Relational databases handle large-scale transactions through various techniques that ensure data integrity, concurrency, and performance. One of the fundamental concepts is the use of ACID properties: Atomicity, Consistency, Isolation, and Durability. Atomicity ensures that all parts of a transaction are completed successfully or none at all, which prevents partial updates. For instance, when transferring money between accounts, both withdrawal and deposit must happen together. If either fails, the transaction will rollback, ensuring account states are consistent.
To manage concurrent transactions, relational databases implement isolation levels, allowing multiple transactions to occur simultaneously without interfering with each other. There are several isolation levels, such as Read Committed, Repeatable Read, and Serializable. These levels determine how transaction visibility is handled, impacting performance and consistency. For example, in an e-commerce application, when two users attempt to buy the last item in stock, a proper isolation level can prevent overselling by ensuring that one transaction either completes fully before the other starts or is blocked until it can safely proceed.

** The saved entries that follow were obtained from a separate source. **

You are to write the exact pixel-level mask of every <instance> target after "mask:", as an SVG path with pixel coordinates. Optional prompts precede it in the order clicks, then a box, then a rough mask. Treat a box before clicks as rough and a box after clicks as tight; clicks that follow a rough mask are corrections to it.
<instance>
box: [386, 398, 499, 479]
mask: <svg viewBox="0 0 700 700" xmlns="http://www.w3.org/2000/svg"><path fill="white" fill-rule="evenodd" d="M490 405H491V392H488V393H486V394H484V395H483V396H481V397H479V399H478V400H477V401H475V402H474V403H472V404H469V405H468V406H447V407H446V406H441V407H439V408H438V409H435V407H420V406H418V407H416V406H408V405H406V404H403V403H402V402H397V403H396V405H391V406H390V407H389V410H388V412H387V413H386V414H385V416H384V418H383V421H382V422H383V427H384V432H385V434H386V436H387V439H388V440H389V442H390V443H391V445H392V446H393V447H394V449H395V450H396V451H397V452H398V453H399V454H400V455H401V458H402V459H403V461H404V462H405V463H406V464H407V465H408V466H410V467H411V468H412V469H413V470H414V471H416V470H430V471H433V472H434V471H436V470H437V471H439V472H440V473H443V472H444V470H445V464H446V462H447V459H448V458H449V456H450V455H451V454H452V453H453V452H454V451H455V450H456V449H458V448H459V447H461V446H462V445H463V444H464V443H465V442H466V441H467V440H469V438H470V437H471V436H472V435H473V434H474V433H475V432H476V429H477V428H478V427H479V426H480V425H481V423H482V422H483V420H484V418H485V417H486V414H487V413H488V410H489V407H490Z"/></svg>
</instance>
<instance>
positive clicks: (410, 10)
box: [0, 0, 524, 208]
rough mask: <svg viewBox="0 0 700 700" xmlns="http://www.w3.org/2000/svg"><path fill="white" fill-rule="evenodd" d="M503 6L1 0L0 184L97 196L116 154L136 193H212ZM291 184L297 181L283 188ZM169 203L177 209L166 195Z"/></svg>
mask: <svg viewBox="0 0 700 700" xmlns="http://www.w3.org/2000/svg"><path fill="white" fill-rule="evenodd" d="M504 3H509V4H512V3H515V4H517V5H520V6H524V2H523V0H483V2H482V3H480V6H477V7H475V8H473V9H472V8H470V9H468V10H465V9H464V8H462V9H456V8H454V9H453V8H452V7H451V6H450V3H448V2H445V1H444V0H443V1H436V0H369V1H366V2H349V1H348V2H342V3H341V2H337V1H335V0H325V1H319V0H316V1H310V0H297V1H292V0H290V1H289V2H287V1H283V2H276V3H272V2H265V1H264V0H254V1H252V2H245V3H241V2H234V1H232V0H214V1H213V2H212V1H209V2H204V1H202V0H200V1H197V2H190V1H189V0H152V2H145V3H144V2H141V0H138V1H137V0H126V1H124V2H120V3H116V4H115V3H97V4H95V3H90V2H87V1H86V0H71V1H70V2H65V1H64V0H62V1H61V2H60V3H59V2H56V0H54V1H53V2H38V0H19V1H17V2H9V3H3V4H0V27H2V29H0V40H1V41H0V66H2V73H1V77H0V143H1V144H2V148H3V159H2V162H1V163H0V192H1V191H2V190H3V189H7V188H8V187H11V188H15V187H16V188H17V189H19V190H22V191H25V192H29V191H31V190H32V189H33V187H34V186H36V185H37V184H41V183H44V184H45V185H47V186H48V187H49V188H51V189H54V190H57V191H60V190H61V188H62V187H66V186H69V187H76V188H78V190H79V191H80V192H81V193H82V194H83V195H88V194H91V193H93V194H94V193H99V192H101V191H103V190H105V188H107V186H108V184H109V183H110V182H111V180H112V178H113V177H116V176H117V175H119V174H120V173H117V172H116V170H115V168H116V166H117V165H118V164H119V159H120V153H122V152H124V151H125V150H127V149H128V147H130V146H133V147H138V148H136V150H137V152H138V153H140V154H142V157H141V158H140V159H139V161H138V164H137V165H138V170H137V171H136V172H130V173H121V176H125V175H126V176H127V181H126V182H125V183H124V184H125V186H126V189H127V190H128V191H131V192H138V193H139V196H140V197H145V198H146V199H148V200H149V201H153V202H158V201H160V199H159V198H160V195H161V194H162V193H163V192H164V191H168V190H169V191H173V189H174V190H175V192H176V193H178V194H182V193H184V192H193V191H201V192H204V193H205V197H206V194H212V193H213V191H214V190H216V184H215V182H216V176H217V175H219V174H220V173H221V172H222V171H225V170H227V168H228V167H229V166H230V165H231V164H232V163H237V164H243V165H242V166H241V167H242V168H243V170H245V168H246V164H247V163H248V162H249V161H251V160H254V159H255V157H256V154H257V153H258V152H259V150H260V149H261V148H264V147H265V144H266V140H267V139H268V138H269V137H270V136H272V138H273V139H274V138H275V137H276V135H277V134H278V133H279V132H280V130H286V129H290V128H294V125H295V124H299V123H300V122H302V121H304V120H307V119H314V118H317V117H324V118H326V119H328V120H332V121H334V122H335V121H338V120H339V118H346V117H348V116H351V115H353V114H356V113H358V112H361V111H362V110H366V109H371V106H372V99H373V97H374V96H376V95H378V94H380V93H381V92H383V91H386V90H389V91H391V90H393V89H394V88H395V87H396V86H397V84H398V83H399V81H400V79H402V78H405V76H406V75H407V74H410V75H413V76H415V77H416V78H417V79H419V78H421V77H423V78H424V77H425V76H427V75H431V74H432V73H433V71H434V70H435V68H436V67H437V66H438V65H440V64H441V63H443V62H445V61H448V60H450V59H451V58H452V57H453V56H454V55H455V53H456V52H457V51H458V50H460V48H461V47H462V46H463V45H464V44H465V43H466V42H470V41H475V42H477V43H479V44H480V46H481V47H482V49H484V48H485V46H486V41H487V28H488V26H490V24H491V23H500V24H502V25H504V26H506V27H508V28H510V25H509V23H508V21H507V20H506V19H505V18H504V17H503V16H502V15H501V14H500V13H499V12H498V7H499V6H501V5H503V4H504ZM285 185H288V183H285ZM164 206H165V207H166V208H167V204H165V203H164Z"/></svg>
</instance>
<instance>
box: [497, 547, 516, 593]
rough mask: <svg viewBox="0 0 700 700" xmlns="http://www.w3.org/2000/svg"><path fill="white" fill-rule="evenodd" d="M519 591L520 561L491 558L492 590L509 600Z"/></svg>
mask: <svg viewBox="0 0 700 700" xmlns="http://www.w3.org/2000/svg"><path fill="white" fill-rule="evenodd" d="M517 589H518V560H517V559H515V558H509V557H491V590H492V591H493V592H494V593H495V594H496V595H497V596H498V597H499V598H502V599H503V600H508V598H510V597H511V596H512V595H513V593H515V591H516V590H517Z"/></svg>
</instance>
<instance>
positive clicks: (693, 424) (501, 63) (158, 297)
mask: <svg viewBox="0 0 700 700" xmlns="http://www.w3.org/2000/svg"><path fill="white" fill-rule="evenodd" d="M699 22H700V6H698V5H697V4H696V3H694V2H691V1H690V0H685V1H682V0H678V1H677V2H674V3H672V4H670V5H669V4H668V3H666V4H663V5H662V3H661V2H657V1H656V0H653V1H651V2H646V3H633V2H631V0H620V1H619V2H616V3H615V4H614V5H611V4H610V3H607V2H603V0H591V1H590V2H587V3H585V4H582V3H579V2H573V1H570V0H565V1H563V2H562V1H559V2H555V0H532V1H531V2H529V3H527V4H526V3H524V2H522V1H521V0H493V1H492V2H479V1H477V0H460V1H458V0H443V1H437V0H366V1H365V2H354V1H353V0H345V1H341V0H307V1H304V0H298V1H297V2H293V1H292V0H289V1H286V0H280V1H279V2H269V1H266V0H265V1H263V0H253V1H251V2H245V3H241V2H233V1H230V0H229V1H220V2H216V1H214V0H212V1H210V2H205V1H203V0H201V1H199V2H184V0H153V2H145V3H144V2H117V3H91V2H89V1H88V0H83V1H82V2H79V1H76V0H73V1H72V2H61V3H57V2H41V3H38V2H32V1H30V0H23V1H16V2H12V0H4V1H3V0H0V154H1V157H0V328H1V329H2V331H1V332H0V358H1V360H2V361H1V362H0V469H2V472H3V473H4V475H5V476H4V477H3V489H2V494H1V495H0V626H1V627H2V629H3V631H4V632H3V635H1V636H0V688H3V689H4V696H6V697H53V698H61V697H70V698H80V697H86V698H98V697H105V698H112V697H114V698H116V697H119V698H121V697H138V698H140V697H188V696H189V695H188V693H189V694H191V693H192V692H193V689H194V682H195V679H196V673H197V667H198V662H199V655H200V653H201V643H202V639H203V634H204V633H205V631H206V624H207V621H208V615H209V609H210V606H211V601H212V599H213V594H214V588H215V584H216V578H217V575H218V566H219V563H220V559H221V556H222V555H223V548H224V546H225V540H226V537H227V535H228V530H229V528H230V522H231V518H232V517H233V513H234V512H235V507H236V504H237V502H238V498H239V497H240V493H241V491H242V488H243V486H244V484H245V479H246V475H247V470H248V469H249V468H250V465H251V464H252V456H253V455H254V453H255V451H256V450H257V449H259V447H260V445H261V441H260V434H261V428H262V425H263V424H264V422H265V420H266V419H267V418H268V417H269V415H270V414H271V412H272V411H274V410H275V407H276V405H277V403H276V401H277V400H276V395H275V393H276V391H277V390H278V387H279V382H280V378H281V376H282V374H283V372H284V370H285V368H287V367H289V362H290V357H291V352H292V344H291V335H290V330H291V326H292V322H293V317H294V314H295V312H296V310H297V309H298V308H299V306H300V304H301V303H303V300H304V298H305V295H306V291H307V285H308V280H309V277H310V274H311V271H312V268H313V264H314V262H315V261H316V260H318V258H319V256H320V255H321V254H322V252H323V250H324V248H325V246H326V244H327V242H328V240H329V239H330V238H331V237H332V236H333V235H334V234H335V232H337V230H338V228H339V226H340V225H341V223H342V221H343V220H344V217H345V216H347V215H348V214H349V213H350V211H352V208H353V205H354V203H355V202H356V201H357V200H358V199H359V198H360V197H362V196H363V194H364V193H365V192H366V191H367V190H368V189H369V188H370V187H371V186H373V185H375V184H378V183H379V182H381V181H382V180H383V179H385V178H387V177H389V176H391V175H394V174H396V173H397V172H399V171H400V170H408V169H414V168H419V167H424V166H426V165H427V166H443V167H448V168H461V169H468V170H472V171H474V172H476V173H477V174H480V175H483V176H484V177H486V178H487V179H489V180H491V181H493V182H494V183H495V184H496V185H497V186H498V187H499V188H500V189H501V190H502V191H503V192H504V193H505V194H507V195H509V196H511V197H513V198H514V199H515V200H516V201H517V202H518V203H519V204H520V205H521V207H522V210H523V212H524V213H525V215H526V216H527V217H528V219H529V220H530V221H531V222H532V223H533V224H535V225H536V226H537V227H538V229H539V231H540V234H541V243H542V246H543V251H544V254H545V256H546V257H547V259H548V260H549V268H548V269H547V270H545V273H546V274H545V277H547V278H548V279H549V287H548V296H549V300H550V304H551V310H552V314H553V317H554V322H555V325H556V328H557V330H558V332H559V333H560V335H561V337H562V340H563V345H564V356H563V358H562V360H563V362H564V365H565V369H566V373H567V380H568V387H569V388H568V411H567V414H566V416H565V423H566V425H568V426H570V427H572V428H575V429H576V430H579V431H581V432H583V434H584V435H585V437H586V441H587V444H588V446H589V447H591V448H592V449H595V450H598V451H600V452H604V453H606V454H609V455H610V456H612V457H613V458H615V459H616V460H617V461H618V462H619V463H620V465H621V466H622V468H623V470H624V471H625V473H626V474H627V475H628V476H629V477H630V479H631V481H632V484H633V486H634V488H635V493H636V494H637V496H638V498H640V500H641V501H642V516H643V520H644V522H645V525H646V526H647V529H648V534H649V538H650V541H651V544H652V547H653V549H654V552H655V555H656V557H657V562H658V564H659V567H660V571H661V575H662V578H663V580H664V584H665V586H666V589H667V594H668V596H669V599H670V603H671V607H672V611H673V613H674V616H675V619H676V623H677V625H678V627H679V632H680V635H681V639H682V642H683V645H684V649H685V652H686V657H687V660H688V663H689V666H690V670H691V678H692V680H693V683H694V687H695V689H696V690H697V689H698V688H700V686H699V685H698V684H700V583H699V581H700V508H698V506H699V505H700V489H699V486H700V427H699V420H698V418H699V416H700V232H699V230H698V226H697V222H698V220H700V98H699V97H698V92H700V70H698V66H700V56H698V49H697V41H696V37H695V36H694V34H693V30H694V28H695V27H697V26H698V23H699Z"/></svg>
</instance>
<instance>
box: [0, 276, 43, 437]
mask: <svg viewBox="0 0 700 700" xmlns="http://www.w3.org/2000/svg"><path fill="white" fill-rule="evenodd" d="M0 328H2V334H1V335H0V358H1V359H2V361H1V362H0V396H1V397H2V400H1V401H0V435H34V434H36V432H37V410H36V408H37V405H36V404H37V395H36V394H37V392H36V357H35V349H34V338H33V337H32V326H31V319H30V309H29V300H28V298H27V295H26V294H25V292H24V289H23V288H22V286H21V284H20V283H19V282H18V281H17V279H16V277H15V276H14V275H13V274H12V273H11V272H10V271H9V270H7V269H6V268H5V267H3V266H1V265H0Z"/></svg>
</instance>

Finally, relational databases often utilize indexing and partitioning methods to optimize performance with large-scale data. Indexes allow quick data retrieval, drastically reducing the time taken for read operations in massive datasets. Partitioning involves dividing tables into smaller, more manageable pieces, improving query performance and making maintenance tasks easier. As an illustration, a large retail database might partition sales records by region or time, thus speeding up queries that target specific subsets of data. By combining these techniques, relational databases can efficiently support large-scale transactions while maintaining reliability and performance.